# Kalevi Aho, Alla Pavlova, Kamran Ince etc. - Oft-recorded not oft-discussed?



## MonagFam (Nov 17, 2015)

I was going through my online collection and seeing where there were some gaps. Kalevi Aho came up and I was thinking how I have maybe all but two or three of his symphonies. It also got me thinking about other contemporary (as of this writing) composers I know of that have a large recorded output -- such as Alla Pavlova and Kamran Ince. I did a brief search of these and didn't find a lot of discussions. To be fair, I didn't dig deep, but it seemed like it was more "current listening" type threads/ 

I assume if a composer isn't discussed much, it's because there isn't enough sustained interest -- a thread here or there that lasts six posts (essentially any thread started by me! :lol: ). What might account for their popularity in terms of their works being recorded? Or why aren't they a bigger deal here?

I like the idea of supporting the contemporary scene, and happen to quite like much of Aho, Pavlova, and Ince, but was curious why they don't generate much interest. 

You could include James MacMillan in this list, but I didn't actually perform a search for him, but may be the same.


----------



## Sloe (May 9, 2014)

There are only a few users that are daily active here so if nobody is a particular fan of Aho there will not be much discussion about him. Aho is also what I see really not a composer who is particularly disliked so no haters will bring him up either.


----------



## mmsbls (Mar 6, 2011)

I know a number of Aho's and Pavlova's works. I have enjoyed everything I've heard by Pavlova and have a couple of CDs. Her Elegy is gorgeous. 

For some reason my reaction to Aho's works is less consistent. I like several of his later symphonies and especially enjoy his Symphonic Dances and Concerto for two cellos. I have several more works of his on my "To Listen" list (Viola Concerto and Book of Questions).

I do not know Kamran Ince and have nothing on my "To Listen" list so either I haven't seen any suggestions or I've heard something but didn't find it interesting (and don't remember him). 

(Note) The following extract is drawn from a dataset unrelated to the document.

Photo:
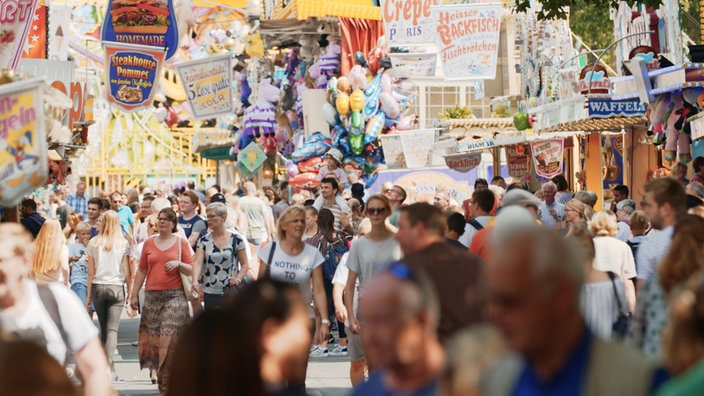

I view both Aho and Pavlova as neo-Romantic (I still don't know if that's a generally used term by people who actually know music or whether it's simply used by people like me to mean modern/contemporary music that has Romantic ties). I do enjoy many composers who write in this general style, but I often find that they interest me less than composers who exhibit newer sounds. They don't seem to have that potential "Wow" factor that can captivate me. So while I find myself liking their music, I don't think of them as composers I'm eager to explore as much as others.


----------



## Phil loves classical (Feb 8, 2017)

Neo-Romantic is right. i have a couple of Pavlova's symphonies on CD. I thought they were great.


----------



## Guest (Apr 3, 2017)

I don't always go for neo-romanticism, but Aho's brand usually agrees with me.


----------



## Triplets (Sep 4, 2014)

I liked his Insect Symphony but haven't played it for years


----------



## MonagFam (Nov 17, 2015)

mmsbls said:


> I know a number of Aho's and Pavlova's works. I have enjoyed everything I've heard by Pavlova and have a couple of CDs. Her Elegy is gorgeous.
> 
> For some reason my reaction to Aho's works is less consistent. I like several of his later symphonies and especially enjoy his Symphonic Dances and Concerto for two cellos. I have several more works of his on my "To Listen" list (Viola Concerto and Book of Questions).
> 
> ...


Thanks for your reply. I think your definition is apt. I enjoy both Aho and Pavlova, but I find it interesting that while I agree with your thoughts I do find myself drawn more to Aho (even if Pavlova is more consistent and beautiful at times).

Here is an Ince Symphony - I believe it is about a soccer club...


----------



## MonagFam (Nov 17, 2015)

Phil loves classical said:


> Neo-Romantic is right. i have a couple of Pavlova's symphonies on CD. I thought they were great.





nathanb said:


> I don't always go for neo-romanticism, but Aho's brand usually agrees with me.





Triplets said:


> I liked his Insect Symphony but haven't played it for years


 Thanks! I do like the insect symphony as well. As or the first quote, I agree about everything I have heard by Pavlova.


----------



## MonagFam (Nov 17, 2015)

Sloe said:


> There are only a few users that are daily active here so if nobody is a particular fan of Aho there will not be much discussion about him. Aho is also what I see really not a composer who is particularly disliked so no haters will bring him up either.


Thank you. I can definitely see that. Or they get lumped in more general threads as opposed to specific analysis -- "I like him" or "his work has done nothing for me" type of comments.


----------